More pictures and information about GA-P55-UD5 appeared at bit-tech:
http://www.bit-tech.net/hardware/motherboards/2009/07/14/first-look-gigabyte-ga-p55-ud5-motherboard/1
ZX-S & C64 are still my favourites ;-)

Re: Pictures of P55 motherboards
« Reply #13 on: July 23, 2009, 02:42:29 pm »
Very nice - might have this board in my LAN rig :D

~Bex

Re: Pictures of P55 motherboards
« Reply #14 on: July 27, 2009, 10:14:49 pm »
Daft question of the month time.

If there's no north bridge, are the duties it would normally do loaded onto the south bridge or the CPU? Whichever way it is, isn't this likely to blunt the performance compared to the traditional NB/SB setup where each bridge could be doing things independently of each other, especially if its been shifted into the CPU? Or have they combined the bridges into a single 'super bridge' chip that is as powerful as the traditional NB/SB setup? Finally, if the bridges are combined does this limit what can be done with the board in terms of additional hardware? For example, will it still be possible to produce budget board with minimal features (a couple of SATA ports, single PCIex1 slot etc) and fully loaded top end board (dual PCIe, lots of SATA with dual RAID capabilities, silly numbers of USB ports etc), or are we stuck with limited configurations?
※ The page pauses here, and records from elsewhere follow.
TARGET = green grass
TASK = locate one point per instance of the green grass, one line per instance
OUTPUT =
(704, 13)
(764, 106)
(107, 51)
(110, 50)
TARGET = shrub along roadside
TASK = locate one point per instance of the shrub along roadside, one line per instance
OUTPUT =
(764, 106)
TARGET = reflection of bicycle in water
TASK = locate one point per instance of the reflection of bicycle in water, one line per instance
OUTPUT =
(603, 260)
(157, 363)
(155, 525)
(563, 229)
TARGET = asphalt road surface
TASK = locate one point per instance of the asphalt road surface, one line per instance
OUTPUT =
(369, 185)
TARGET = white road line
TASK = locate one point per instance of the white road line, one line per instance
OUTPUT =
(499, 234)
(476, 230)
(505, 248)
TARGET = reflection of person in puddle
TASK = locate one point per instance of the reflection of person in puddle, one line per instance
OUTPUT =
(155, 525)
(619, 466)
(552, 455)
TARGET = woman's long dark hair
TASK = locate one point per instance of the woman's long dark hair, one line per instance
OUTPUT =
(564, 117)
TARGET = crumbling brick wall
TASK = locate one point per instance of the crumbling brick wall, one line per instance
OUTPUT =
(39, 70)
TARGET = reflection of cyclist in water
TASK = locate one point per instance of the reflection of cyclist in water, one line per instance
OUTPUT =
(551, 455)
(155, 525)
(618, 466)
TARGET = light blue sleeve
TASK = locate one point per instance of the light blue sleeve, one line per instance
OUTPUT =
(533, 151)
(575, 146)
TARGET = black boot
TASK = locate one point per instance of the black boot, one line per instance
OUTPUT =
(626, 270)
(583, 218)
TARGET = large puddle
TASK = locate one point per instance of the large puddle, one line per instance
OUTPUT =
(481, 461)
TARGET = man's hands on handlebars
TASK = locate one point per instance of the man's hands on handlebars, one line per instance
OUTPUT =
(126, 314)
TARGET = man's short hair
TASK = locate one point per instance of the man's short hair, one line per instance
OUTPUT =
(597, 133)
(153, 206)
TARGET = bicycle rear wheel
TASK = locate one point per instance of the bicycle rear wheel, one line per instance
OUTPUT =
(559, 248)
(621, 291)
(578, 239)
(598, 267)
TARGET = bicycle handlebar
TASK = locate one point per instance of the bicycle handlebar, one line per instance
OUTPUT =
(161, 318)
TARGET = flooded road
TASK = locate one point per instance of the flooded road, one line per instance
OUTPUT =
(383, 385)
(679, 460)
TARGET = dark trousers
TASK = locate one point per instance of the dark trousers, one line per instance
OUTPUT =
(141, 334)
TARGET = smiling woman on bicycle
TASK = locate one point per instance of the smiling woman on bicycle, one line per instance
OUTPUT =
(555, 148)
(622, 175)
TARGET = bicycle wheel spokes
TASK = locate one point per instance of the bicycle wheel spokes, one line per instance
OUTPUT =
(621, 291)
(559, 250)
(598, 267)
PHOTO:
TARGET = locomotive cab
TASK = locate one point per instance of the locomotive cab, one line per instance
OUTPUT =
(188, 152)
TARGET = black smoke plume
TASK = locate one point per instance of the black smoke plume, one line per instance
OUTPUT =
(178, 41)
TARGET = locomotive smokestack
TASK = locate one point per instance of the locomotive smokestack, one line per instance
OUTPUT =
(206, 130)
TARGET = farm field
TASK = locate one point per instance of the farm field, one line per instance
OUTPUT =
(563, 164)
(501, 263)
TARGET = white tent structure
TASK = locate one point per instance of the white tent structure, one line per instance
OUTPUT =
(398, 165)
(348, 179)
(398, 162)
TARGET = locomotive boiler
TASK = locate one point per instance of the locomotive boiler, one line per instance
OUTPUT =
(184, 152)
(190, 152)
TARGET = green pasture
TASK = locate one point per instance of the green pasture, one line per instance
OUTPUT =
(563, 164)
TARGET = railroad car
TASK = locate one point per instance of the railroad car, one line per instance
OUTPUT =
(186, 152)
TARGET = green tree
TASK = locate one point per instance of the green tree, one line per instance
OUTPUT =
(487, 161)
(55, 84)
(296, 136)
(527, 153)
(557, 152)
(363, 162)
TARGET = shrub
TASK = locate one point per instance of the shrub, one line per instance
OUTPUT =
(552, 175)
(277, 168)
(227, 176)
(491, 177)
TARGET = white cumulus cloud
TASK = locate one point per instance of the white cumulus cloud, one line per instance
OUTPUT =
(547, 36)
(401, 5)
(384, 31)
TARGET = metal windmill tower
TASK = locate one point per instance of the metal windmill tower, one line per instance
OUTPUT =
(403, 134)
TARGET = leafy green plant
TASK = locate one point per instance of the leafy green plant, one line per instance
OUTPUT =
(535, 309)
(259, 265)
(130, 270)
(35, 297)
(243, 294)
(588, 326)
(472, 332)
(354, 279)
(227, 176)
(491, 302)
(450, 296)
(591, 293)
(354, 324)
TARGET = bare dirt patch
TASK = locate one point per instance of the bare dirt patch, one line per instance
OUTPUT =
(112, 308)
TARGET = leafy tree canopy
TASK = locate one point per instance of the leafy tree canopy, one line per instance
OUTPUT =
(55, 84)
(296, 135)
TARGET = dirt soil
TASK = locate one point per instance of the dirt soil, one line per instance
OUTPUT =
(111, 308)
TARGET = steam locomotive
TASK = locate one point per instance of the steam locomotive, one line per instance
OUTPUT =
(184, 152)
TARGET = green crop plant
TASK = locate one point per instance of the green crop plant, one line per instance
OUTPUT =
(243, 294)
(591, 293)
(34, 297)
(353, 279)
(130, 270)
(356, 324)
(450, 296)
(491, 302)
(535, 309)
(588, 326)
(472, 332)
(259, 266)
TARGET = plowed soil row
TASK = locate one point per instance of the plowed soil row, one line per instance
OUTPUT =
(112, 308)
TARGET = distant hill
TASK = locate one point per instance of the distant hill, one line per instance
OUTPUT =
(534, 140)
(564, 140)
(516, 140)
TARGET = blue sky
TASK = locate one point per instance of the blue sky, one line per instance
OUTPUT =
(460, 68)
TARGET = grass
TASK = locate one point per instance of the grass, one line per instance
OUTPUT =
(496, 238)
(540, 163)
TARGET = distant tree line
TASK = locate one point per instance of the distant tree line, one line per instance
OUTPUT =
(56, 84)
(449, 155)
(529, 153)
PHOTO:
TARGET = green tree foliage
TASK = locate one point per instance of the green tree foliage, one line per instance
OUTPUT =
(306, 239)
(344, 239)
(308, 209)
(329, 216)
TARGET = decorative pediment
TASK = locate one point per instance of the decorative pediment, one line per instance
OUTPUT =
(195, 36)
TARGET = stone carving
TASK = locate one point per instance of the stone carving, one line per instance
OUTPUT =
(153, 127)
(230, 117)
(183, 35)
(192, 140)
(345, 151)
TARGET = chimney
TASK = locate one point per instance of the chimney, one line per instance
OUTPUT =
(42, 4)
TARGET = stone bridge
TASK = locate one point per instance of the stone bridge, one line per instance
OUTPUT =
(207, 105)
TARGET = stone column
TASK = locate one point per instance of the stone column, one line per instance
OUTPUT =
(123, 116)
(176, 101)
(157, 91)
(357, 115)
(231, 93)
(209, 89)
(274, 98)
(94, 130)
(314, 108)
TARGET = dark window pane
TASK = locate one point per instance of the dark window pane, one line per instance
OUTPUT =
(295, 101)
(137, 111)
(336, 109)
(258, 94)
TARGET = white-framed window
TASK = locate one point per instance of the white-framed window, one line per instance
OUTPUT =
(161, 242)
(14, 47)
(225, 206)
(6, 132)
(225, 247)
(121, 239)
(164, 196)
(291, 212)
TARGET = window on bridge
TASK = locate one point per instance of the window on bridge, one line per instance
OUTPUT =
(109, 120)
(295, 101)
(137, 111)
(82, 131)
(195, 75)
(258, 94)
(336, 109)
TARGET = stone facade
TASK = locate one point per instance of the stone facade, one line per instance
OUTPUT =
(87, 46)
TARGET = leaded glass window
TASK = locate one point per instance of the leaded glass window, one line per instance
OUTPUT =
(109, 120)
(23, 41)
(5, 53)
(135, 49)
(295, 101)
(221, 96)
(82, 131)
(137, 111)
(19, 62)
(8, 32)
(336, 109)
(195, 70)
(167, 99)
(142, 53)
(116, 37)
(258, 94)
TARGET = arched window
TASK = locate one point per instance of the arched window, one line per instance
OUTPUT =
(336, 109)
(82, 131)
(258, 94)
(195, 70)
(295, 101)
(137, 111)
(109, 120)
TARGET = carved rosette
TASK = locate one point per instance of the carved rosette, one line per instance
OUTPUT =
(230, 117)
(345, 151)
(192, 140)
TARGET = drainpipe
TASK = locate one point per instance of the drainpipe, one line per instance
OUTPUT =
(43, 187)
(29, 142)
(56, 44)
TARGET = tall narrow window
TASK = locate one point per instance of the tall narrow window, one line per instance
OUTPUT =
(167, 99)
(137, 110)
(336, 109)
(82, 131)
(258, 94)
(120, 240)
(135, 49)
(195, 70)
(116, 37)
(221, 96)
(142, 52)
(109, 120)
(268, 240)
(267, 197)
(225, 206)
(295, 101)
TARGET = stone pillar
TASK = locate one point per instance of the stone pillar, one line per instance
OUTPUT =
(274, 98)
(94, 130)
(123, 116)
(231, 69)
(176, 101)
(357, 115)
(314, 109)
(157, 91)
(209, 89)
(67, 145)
I'm only curios really, just wondering if the possible lack of flexibility is a sign that Intel are aiming the Core i5 at the domestic/office end of the market where you get waht you're given with a minimal ability to customise the configuration leaving the Core i7 as the only viable option for those with specialist requirements. Like I said, daft questions of the month time.